A bill related to one of the reforms, the Videotaped Confessions Act, is scheduled for debate in the Illinois House of Representatives today.

Warden said if confessions and interrogations are videotaped it might be easier to discover police manipulation that could lead suspects to give false confessions.

Police are allowed to exaggerate evidence or try to persuade suspects they could get off easier if they confess, Warden said.

“Often after lengthy interrogation, even though common sense tells you this is not the right thing to do, you just want it to end so badly (you confess),” he said. “We think the entire custodial interrogation process should be video recorded so we can at least go back to this later and see what could have gone wrong.”
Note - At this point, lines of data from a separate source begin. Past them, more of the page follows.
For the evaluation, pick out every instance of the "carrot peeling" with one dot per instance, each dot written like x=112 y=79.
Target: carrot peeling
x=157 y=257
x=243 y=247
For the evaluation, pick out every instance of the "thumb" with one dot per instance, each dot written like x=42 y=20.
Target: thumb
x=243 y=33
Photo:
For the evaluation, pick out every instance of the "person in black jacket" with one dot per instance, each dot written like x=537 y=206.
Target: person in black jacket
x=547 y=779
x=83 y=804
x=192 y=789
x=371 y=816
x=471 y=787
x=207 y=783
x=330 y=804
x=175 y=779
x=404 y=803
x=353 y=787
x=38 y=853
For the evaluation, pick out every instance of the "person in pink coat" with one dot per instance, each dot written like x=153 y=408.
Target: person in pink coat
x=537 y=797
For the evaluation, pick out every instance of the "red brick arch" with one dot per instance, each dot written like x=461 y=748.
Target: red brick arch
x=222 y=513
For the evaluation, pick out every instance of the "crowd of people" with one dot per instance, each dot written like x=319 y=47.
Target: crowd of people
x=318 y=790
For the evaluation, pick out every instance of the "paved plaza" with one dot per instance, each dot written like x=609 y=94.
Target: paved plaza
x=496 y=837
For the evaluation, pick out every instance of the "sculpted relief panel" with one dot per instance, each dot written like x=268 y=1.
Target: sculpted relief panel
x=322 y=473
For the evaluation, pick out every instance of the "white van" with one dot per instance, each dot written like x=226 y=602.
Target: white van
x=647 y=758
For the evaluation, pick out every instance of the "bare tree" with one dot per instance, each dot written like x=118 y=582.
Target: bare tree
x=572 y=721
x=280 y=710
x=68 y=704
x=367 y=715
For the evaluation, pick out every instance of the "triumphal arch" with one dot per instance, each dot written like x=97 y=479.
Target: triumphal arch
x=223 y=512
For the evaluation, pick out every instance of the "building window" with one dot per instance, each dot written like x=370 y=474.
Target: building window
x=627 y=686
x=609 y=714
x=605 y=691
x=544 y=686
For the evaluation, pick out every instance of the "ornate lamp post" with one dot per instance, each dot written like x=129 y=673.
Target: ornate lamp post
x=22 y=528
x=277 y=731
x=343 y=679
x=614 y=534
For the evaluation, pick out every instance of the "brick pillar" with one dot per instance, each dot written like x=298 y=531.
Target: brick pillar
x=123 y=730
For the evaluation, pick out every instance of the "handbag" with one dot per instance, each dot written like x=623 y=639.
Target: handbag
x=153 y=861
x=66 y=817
Journalism Prof. David Protess, whose class conducted an investigation that led to the exoneration of former death row inmate Aaron Patterson, said he likely would not have been convicted if videotaped confessions were used.

“If videotaped confessions were used in 1986, Patterson probably wouldn’t have spent a day in jail,” Protess said. “His whole case was based on a false confession.”

Warden said Gov. Rod Blagojevich might veto the bill for videotaped confessions because of lobbying from groups including the Fraternal Order of Police. A Blagojevich spokesman said the governor might veto the act if it doesn’t garner support from police and lawyers.

“(Blagojevich) was in favor of videotaped confessions but not interrogations, because there have been concerns raised about the ability of the police and the prosecutors to do their job,” said the spokesman, Tom Schafer.

Earlier this year Blagojevich extended the moratorium on the death penalty and has expressed interest in reforming the state’s capital-punishment system, Schafer said. “I think he made it clear that he would like to see reforms to make the death penalty fair. And he certainly believes, as did Gov. Ryan, that there are problems with the system.”

Warden said the reforms advocated by the center will modify evidence and testimony that can be susceptible to errors.